"We needed a totally integrated package...
that would grow with us"
Eight years ago, Jean Meiergerd, director of information systems at St. Francis Memorial in the rural town of West Point, Neb., and hospital administrators came to a tough conclusion: The 25-bed, critical access hospital had outgrown its information service provider.
Jean Meiergerd
Director of Information Systems
St. Francis Memorial
West Point, Nebraska
25-Bed Facility
"Our software wasn't meeting the needs we had at the time," Meiergerd said. The small company that Saint Francis had been using tried to keep customers happy by writing a program for each person who called in with a complaint. "There was not a standard edition of the software, so when we would try to do updates, there were all kinds of problems," Meiergerd said. With software glitches disrupting everything from registration to payroll and Y2K approaching, administrators at the hospital, which operates a main medical clinic, four satellite clinics and an assisted living center, knew a change was needed. "We wanted a totally integrated package, but we also wanted something we could afford," Meiergerd said.
Finding a solution
Enter HMS. Of all the vendors St.Francis and 90 other hospitals across the state considered, it offered the best deal for the most complete package. Administrators also wanted software that provided plenty of clinical and financial applications, and HMS fit the bill. "We knew that was an important piece that we were missing and something that was becoming more important in the future," Meiergerd said. "We wanted to choose software that would grow with us." After going live with HMS, the hospital saw immediate benefits, especially in its more efficient record keeping. "We were able to structure our general ledger, so that we could have individual reports for each of our entities - the hospital, the clinics and the retirement home - but also combine reports for the entire system," Meiergerd said. The hospital gradually added Nursing, Pharmacy, Lab and Radiology applications. Order Entry software eliminated hand written charge slips and made the process more accurate and convenient. "It saved us a lot of manual steps, both in the ordering and in the charging functions," Meiergerd said.
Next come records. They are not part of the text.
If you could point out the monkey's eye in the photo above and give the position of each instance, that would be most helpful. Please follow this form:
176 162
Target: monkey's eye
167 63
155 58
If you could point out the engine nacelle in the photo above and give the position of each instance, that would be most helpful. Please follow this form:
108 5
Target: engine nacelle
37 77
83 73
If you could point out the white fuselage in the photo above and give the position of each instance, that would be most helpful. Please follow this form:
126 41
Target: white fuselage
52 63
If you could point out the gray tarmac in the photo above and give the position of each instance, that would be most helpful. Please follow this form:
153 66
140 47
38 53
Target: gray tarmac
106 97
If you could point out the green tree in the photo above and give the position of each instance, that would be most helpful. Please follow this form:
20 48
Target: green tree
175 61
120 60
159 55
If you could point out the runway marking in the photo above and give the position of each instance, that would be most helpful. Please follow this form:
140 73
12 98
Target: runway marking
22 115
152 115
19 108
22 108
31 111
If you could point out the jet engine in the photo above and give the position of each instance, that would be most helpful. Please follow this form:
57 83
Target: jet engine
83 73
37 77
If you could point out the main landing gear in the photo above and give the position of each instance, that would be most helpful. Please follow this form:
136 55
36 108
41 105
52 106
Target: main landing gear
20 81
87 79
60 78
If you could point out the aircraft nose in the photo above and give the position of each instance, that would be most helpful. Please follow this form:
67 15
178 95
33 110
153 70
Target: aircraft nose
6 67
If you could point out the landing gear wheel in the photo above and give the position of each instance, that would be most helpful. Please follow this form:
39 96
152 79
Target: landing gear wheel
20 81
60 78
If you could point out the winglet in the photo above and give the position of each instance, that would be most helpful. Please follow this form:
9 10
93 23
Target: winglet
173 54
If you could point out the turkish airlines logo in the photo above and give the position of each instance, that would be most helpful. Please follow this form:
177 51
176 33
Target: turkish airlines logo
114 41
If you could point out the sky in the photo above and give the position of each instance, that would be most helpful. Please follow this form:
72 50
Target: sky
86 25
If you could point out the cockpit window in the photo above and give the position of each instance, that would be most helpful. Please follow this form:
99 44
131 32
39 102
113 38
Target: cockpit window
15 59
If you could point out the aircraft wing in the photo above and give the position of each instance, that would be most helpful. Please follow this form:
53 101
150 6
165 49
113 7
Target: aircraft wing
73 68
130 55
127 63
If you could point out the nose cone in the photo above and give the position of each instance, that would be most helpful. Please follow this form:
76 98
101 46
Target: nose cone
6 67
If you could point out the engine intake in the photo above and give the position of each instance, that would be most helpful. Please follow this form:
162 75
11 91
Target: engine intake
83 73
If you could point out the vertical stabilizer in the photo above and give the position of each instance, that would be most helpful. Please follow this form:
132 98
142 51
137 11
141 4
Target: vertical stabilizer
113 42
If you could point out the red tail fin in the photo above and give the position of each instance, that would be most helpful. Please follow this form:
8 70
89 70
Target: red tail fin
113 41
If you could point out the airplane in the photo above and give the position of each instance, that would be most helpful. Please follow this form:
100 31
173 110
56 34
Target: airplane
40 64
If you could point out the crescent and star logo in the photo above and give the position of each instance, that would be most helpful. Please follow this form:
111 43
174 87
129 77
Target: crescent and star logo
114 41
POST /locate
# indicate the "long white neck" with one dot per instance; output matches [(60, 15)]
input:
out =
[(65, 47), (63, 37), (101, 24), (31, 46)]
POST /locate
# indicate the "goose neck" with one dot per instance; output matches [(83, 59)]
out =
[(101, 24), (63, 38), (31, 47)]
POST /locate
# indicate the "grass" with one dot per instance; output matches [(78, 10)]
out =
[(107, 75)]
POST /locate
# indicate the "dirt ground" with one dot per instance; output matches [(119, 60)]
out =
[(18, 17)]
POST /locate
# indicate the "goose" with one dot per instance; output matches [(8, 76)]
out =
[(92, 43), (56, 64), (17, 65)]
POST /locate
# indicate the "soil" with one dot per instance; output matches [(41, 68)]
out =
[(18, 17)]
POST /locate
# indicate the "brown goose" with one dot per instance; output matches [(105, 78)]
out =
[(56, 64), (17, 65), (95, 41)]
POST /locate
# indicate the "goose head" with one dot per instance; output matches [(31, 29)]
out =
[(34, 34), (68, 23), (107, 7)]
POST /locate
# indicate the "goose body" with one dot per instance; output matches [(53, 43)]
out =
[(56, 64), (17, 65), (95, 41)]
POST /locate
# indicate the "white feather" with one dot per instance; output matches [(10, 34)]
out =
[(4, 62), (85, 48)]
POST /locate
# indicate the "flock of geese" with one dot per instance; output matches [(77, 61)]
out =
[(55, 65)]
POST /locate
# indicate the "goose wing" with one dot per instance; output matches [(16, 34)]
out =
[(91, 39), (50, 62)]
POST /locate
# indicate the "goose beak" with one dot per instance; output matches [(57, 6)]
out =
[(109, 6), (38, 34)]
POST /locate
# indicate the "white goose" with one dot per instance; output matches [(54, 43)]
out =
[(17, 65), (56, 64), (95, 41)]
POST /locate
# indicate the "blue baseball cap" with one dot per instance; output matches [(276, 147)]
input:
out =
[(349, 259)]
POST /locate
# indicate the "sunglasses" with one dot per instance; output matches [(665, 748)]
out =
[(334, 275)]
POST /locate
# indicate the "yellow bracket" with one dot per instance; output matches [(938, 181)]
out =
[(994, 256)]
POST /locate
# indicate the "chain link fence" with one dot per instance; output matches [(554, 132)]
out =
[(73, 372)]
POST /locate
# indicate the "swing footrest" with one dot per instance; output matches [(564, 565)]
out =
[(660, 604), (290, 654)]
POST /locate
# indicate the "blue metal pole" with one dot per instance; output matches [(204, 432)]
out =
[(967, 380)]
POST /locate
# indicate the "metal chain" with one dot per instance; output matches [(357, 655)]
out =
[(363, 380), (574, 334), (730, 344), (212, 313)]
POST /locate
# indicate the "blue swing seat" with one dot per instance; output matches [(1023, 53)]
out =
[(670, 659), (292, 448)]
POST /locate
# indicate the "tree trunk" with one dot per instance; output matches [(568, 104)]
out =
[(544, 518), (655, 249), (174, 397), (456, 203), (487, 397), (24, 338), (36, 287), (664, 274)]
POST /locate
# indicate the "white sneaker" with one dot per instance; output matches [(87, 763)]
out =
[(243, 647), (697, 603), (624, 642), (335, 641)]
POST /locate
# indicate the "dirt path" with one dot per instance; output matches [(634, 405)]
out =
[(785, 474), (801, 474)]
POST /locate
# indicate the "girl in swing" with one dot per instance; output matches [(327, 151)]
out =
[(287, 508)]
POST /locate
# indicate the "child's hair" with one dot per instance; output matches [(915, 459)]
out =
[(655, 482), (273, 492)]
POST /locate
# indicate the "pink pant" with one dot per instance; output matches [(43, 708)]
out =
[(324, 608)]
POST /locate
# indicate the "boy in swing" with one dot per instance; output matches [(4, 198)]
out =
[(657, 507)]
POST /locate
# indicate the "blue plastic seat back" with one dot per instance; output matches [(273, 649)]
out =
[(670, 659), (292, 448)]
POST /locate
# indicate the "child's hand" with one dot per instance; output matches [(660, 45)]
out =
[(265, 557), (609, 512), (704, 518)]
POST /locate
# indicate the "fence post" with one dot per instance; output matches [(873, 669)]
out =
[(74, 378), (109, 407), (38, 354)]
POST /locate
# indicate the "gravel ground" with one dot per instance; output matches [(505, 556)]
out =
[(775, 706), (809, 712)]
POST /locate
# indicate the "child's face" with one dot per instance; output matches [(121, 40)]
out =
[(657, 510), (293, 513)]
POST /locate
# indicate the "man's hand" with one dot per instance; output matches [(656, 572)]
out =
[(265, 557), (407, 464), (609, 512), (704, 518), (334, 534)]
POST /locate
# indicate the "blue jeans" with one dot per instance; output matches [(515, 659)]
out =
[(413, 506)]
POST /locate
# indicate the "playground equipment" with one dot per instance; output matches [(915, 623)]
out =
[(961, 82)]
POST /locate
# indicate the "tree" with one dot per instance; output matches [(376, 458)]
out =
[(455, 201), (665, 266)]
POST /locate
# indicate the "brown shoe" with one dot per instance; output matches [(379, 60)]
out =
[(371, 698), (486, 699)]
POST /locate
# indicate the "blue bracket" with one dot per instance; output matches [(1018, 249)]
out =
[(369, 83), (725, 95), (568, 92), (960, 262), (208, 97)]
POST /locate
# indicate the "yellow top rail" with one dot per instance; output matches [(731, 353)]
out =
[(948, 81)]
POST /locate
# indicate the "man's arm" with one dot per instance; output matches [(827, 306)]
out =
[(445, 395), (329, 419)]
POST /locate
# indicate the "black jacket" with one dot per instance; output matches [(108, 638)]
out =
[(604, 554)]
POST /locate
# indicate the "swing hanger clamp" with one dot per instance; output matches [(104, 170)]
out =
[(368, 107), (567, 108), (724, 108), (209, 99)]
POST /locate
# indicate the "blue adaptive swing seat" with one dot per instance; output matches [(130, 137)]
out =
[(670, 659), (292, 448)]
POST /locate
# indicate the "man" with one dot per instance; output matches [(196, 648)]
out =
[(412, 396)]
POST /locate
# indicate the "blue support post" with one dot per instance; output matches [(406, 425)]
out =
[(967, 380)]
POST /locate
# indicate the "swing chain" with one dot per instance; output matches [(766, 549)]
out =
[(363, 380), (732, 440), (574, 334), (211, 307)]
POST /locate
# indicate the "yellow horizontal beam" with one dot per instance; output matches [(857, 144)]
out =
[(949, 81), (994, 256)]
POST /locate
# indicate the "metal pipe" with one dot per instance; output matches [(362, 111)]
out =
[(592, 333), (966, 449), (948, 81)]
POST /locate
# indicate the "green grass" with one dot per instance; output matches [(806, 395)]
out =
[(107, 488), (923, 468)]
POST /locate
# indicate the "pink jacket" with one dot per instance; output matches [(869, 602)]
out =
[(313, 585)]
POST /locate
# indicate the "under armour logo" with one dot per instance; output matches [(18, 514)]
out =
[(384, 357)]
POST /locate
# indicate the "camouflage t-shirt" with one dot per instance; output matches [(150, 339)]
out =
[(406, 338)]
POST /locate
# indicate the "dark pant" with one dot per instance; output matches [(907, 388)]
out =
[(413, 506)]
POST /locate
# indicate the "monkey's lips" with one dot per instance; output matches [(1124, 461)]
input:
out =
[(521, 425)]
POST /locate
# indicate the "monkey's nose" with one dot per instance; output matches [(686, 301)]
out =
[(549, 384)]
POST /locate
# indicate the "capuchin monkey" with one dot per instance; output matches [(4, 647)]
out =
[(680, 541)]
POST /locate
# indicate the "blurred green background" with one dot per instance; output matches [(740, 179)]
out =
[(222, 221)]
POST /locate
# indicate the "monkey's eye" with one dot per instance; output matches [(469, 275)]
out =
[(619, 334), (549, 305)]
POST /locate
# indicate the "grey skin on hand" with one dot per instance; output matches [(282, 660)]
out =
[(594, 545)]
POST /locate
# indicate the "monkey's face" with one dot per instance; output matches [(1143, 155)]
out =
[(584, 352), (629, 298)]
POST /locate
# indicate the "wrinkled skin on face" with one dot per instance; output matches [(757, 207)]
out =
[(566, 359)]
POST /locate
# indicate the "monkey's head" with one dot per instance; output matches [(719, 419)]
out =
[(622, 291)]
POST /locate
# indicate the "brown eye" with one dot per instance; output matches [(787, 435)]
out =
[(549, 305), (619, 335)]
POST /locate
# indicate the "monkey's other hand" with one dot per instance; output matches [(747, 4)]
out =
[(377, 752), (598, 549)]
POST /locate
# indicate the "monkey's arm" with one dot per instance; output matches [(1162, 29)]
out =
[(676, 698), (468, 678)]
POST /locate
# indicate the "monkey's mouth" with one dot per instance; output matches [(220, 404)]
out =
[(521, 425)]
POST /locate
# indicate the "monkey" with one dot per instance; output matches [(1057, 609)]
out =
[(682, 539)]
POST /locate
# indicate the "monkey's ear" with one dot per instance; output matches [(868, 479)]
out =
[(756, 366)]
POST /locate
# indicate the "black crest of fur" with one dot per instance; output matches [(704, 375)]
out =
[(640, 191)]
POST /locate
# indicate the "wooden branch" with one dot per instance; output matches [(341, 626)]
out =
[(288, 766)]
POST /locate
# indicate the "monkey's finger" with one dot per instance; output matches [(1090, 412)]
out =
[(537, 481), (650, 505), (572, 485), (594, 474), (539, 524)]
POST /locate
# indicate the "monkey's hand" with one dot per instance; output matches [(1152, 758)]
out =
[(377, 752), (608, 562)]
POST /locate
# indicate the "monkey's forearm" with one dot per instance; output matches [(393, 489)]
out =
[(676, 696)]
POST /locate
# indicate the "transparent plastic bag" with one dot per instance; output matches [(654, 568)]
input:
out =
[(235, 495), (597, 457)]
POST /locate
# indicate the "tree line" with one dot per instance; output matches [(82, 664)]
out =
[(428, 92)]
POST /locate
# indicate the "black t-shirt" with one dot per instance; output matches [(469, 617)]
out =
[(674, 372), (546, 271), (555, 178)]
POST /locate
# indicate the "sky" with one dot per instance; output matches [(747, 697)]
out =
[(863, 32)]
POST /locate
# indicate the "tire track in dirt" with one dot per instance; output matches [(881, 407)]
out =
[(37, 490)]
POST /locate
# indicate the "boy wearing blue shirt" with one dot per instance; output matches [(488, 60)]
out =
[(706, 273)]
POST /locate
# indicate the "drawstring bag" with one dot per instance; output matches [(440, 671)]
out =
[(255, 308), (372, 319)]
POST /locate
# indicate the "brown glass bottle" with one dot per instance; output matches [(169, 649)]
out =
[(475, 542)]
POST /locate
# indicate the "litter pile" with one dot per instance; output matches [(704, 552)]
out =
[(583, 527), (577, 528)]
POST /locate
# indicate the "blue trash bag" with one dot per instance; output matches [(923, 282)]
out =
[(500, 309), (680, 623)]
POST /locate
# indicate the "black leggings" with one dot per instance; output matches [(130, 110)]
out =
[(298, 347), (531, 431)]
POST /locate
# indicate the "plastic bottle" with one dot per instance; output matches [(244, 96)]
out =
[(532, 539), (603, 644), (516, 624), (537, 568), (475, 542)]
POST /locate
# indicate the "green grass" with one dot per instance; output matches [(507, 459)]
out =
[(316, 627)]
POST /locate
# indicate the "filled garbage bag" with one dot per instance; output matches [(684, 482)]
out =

Staffers were wary of the technology at first, but eventually came to embrace it. "HMS works with the idea of a "super user" for each department," Meiergerd said. "It was a big plus to use that kind of mentality. It helped the staff to have someone they were already used to working with help them out."
Future plans
Despite the improvements, the hospital still operates on lots of paper. "We're working toward a total electronic record, and HMS is helping us get to that point," Meiergerd said. This fall, the hospital will take the first step toward that goal by adding Clinical View, a solution that provides physicians, nurses and HIM and other caregivers with real-time, Web-based access to their patients' electronic medical records. Meiergerd hopes to eventually implement HMS' eForms and Document Imaging software to eliminate the archaic paper-filing system at St.Francis. She also envisions the installation of high availability technology to allow clinicians around-the-clock access to electronic medical records. She appreciates the responsibility HMS takes for its products, as well as its efforts to improve them. Previous vendors the hospital used blamed each other for software malfunctions. "With HMS, there is no finger pointing and problems get resolved," Meiergerd said.